Performance Co-Pilot (PCP) is an open source framework and toolkit for monitoring and analyzing live and historical system performance. It provides high-resolution live monitoring from local or remote hosts (with optional auto-discovery) and instrumented software. PCP can be integrated with monitoring solutions like Graphite (Carbon/Whisper), InfluxDB, Zabbix or Nagios, or configured to store historical data into archive files which is a unique feature we want to take advantage from.
PCP follows UNIX tradition by providing a relatively large collection of small utilities which do their job well. There are several APIs available to write collecting agents called PMDAs or to instrument existing applications to gather “telemetry” data. APIs are available mostly in C, Python and Perl out of box with extra wrappers or native libraries in Java, Rust and Golang. PCP is a compact package (under one megabyte) with minimum dependencies and part of standard RHEL7 base repositories.
The article covers PCP installation, basic operating system monitoring configuration with extra monitoring of key processes and PostgreSQL and Apache httpd. It also shows how to setup Foreman Ruby on Rails monitoring to read internal metrics from Foreman 1.18 core application.

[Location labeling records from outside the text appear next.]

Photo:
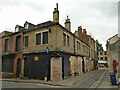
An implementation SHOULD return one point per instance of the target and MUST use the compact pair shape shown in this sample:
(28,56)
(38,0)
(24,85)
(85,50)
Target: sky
(98,17)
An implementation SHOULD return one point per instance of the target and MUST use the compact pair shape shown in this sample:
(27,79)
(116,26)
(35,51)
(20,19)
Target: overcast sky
(99,18)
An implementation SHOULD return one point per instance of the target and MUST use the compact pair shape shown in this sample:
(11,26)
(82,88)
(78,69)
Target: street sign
(47,50)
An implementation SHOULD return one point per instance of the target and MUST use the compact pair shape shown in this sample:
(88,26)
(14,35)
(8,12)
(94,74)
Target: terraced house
(46,50)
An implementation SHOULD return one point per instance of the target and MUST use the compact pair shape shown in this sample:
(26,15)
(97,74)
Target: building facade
(46,50)
(102,59)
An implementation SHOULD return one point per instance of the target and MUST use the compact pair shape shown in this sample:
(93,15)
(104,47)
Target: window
(101,58)
(17,43)
(26,26)
(26,41)
(68,40)
(6,44)
(78,45)
(105,58)
(38,39)
(45,37)
(64,39)
(105,53)
(101,53)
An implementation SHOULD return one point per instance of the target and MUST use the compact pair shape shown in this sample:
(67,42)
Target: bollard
(119,80)
(45,78)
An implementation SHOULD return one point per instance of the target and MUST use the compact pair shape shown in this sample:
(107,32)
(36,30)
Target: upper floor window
(38,39)
(68,43)
(101,53)
(105,53)
(17,43)
(105,58)
(26,26)
(78,45)
(45,37)
(26,41)
(6,44)
(66,40)
(101,58)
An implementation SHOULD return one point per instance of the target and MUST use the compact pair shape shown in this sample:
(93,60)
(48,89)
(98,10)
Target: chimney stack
(68,24)
(56,14)
(84,32)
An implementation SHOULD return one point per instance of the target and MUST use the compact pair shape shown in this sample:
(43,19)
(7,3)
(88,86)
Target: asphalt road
(91,81)
(86,83)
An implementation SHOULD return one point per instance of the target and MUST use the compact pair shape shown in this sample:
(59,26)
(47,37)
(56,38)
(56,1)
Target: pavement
(71,81)
(106,82)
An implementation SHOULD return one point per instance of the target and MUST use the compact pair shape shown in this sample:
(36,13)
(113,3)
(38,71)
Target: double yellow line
(98,81)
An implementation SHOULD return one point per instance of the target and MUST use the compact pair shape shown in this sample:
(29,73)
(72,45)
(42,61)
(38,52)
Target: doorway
(18,69)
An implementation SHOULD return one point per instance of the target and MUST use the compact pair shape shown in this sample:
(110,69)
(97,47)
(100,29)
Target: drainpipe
(74,43)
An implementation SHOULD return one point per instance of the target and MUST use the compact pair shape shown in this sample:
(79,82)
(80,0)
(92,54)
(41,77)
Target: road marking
(98,81)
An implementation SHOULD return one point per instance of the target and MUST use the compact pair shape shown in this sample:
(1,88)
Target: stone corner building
(47,50)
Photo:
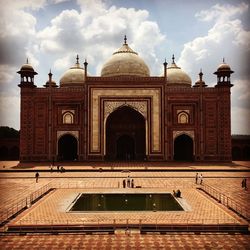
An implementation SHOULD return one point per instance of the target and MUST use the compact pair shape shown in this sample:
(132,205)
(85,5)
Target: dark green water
(126,202)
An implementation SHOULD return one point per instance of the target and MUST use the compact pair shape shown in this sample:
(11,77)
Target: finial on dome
(200,74)
(125,39)
(50,76)
(165,62)
(85,62)
(173,59)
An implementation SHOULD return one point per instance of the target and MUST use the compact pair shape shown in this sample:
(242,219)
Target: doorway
(183,148)
(125,135)
(67,148)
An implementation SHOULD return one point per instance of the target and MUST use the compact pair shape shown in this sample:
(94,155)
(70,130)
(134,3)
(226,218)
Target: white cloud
(222,13)
(240,121)
(227,38)
(96,37)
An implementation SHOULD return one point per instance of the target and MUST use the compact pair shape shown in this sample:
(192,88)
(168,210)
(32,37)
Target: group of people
(58,167)
(128,182)
(244,183)
(198,179)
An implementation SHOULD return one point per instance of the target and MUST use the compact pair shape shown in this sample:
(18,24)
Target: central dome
(125,62)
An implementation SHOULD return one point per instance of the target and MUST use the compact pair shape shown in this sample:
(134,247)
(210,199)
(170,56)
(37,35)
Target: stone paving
(122,242)
(52,208)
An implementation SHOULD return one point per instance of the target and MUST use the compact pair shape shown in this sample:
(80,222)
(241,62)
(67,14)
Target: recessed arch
(183,148)
(125,134)
(68,118)
(183,117)
(67,148)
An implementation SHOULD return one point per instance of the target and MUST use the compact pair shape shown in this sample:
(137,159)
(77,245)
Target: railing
(110,225)
(18,206)
(226,201)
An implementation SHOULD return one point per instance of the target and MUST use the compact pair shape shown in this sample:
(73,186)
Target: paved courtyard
(52,208)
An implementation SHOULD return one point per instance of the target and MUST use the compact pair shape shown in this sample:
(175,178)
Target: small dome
(125,62)
(200,82)
(176,76)
(75,76)
(27,68)
(50,82)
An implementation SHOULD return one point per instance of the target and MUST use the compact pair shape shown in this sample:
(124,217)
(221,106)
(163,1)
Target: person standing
(128,181)
(37,177)
(196,178)
(201,179)
(132,183)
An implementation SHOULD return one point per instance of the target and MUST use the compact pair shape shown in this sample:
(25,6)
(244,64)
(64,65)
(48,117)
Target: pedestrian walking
(201,179)
(132,183)
(37,176)
(196,178)
(128,181)
(124,183)
(244,183)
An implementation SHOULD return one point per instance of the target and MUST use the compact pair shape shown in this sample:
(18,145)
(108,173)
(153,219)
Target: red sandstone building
(125,114)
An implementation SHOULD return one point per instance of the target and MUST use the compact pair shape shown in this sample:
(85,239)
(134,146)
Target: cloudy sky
(51,32)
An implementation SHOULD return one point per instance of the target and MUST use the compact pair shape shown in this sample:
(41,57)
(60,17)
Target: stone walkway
(52,208)
(122,242)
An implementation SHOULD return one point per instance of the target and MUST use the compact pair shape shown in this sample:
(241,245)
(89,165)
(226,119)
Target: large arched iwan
(125,135)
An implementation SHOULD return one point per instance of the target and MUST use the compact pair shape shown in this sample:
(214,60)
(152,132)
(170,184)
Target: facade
(125,114)
(241,147)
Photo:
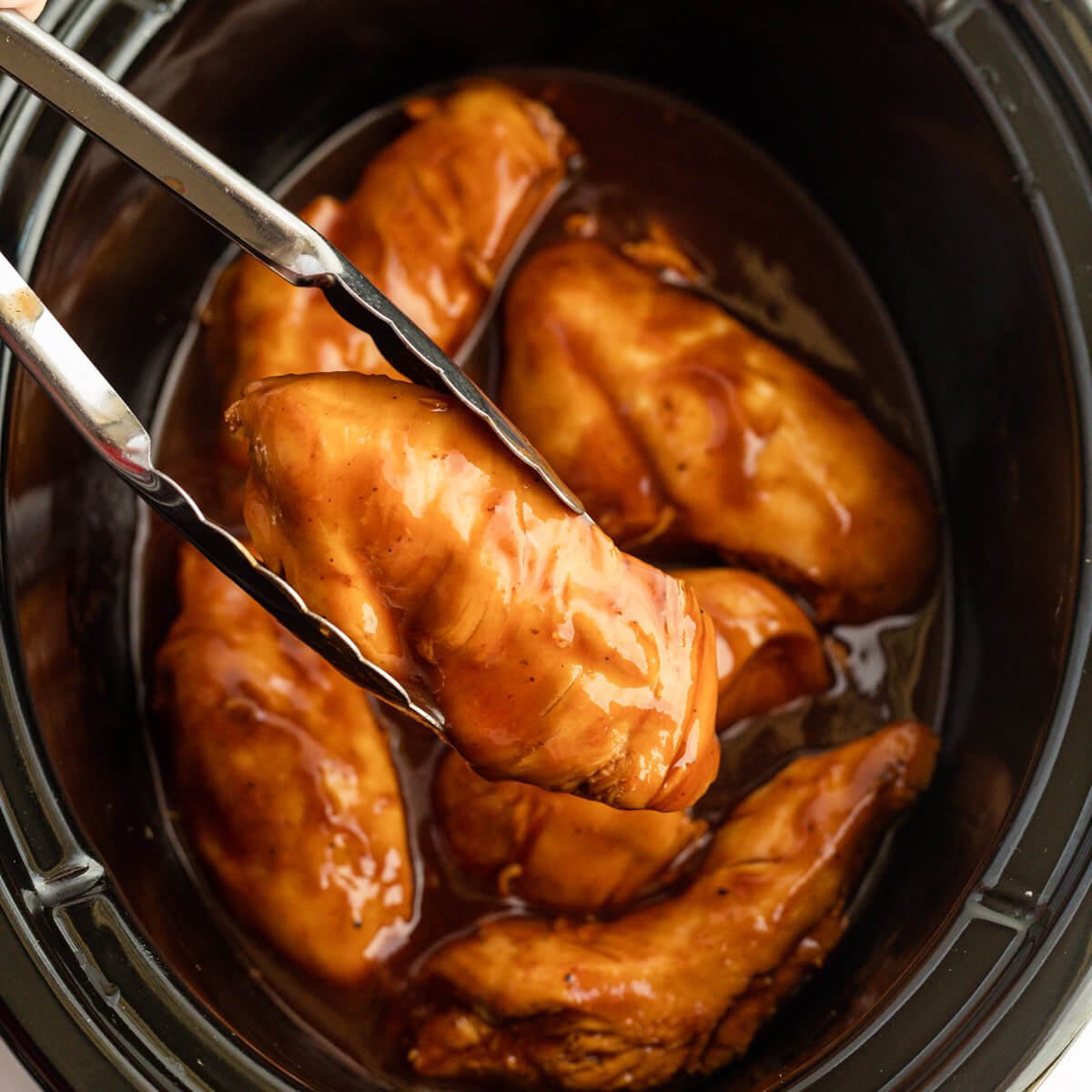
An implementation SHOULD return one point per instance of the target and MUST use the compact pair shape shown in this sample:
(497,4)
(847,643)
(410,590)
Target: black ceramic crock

Major areas covered:
- basic system monitoring (load, memory, IO)
- hot processes (memory and cpu utilization)
- Apache httpd monitoring
- PostgreSQL monitoring
- Foreman Rails application instrumentation
- all relevant metrics archival for retrospective troubleshooting
Second part of the article covers analysis of results using PCP CLI and web UI tools and retrospective analysis.
If you’d like to watch a video of this process, you can view that on YouTube
The article assumes a Red Hat based distro (Centos etc), version 7.6+. It will likely work for older versions, or other distros such as Debian, with appropriate changes to the paths (e.g. where the Apache config files are located, etc.). Due to a known bug PCP 4.1+ is recommended.

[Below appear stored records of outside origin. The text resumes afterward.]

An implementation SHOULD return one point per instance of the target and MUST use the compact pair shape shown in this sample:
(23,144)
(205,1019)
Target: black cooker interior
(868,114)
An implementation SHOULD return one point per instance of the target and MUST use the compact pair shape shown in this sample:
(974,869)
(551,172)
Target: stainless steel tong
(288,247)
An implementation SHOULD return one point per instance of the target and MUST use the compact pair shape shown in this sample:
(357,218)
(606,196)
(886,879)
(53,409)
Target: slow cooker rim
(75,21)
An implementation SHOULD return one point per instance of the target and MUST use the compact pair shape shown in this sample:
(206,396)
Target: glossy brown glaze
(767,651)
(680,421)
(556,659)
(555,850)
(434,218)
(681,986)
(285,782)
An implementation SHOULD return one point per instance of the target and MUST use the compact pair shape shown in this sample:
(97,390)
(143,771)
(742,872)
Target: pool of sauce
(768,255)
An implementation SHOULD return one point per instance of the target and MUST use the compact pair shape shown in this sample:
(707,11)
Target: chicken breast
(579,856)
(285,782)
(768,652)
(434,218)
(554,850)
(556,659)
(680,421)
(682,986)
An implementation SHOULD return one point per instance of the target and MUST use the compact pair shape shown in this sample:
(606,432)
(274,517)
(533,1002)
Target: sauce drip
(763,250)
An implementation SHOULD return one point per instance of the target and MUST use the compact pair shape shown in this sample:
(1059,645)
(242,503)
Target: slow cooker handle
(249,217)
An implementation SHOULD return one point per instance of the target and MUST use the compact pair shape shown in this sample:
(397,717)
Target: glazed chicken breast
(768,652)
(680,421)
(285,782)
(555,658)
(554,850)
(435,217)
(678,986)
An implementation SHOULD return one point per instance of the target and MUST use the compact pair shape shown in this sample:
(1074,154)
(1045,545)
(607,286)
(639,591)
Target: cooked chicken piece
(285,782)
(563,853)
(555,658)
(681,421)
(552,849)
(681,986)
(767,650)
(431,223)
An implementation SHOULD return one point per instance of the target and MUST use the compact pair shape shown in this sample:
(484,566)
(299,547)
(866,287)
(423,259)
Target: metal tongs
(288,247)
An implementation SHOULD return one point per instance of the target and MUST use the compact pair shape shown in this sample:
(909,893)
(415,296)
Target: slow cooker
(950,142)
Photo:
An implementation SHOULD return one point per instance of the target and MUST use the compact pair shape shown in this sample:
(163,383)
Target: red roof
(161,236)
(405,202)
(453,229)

The following packages needs to be installed and enabled:
yum -y install pcp pcp-pmda-apache pcp-pmda-postgresql
Make sure there is enough space for
/var/log/pcp. Our testing showed about 100-500 MB per archive file (per day) but on busy servers this can go up to several gigabytes per day. Default PCP retention policy is to keep 14 days of compressed archives, the article shows how to change this setting below. We recommend at least 20 GB of free space and continuous monitoring for the first few weeks.
By default, PCP collects basic system metrics but not all processes, to get memory information from key processes let’s configure hotproc monitoring which will include CPU time spent, RSS, swap and virtual memory, file descriptors opened and bytes read and written:
cat >/var/lib/pcp/pmdas/proc/hotproc.conf <<EOF #pmdahotproc Version 1.0 fname == "java" || fname ~ /(qdrouterd|qpidd)/ || (fname == "postgres" && psargs ~ /-D/) || fname == "mongod" || fname ~ /^dynflow/ || psargs ~ /Passenger RackApp/ || fname ~ /^wsgi:pulp/ || psargs ~ /celery (beat|worker)/ || psargs ~ /pulp_streamer/ || psargs ~ /smart-proxy/ || psargs ~ /squid.conf/ EOF
In the next step, we will make sure those metrics also gets logged into archive files.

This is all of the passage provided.